YouTube - Undocumented Game on MA Lightning Grandma Consoles

----------


## geenstijl21

Hetzelfde spelletje zit ook in de Grand MA Ultra Light....


Erg verslavend  :Big Grin:

----------


## Ahmed Al Dayri

haha prachtig!
Geen idee voor een centraal topic? Er zullen vast meer consoles zijn met dit soort geintjes :Stick Out Tongue:

----------


## jurjen_barel

http://www.licht-geluid.nl/forum/de-...-consoles.html

Centraal topic bestaat al langer.  :Wink:

----------


## Shark

> http://www.licht-geluid.nl/forum/de-...-consoles.html
> 
> Centraal topic bestaat al langer.



had gezocht maar niet gevonden..

----------


## hugovanmeijeren

Hmmz, heb zelf alleen een 24/6... Kan daar geen Pong of Tetris op ofzo?  :Big Grin: 


Groeten Hugo

----------


## Dirk Wijnen

Volgens mij heeft de 24/6 dat niet,,

Pearl Avolites Expert heeft patience er opzitten..
Volgens mij zijn er meerdere Avolites met zo'n spelletjes,, 

is wel leuk al je een saaie klus hebt en alles hebt geprogrammeerd en je gaat gewoon even lekker een spelletje spelen.. :Stick Out Tongue:

----------


## DJ nn

> Volgens mij heeft de 24/6 dat niet,,
> 
> Pearl Avolites Expert heeft patience er opzitten..
> Volgens mij zijn er meerdere Avolites met zo'n spelletjes,, 
> 
> is wel leuk al je een saaie klus hebt en alles hebt geprogrammeerd en je gaat gewoon even lekker een spelletje spelen..



 
Mijn vraag: hoe start je dat dan? en hoe bestuur je het en hoe zet je het af ?

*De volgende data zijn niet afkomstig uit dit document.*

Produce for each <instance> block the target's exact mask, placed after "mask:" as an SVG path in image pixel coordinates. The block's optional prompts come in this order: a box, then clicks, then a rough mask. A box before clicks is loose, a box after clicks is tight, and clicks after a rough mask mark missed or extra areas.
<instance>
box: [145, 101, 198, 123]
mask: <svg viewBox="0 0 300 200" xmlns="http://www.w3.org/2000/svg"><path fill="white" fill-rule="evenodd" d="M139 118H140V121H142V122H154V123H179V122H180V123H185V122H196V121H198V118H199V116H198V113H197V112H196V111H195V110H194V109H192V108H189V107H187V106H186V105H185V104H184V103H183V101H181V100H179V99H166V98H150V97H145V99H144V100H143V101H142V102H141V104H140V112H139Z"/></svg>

Geldt trouwens voor allemaal...

grtzz DJ nn

----------


## DJ_Compact

> Volgens mij heeft de 24/6 dat niet,,
> 
> Pearl Avolites Expert heeft patience er opzitten..
> Volgens mij zijn er meerdere Avolites met zo'n spelletjes,,



Niet standaard!! Moet je er zelf op zetten!

----------


## MatthijsNL

> Hetzelfde spelletje zit ook in de Grand MA Ultra Light....
> 
> 
> Erg verslavend



En ook op de Fullsize...
Alleen de persoon die me dit liet zien wil tot op de dag van vandaag niet vertellen hoe ze dit flikken...

----------


## Stage-Q

tools - setup - backup buttons tegelijk indrukken....


(en dat voor een geluidsman ;-) )

----------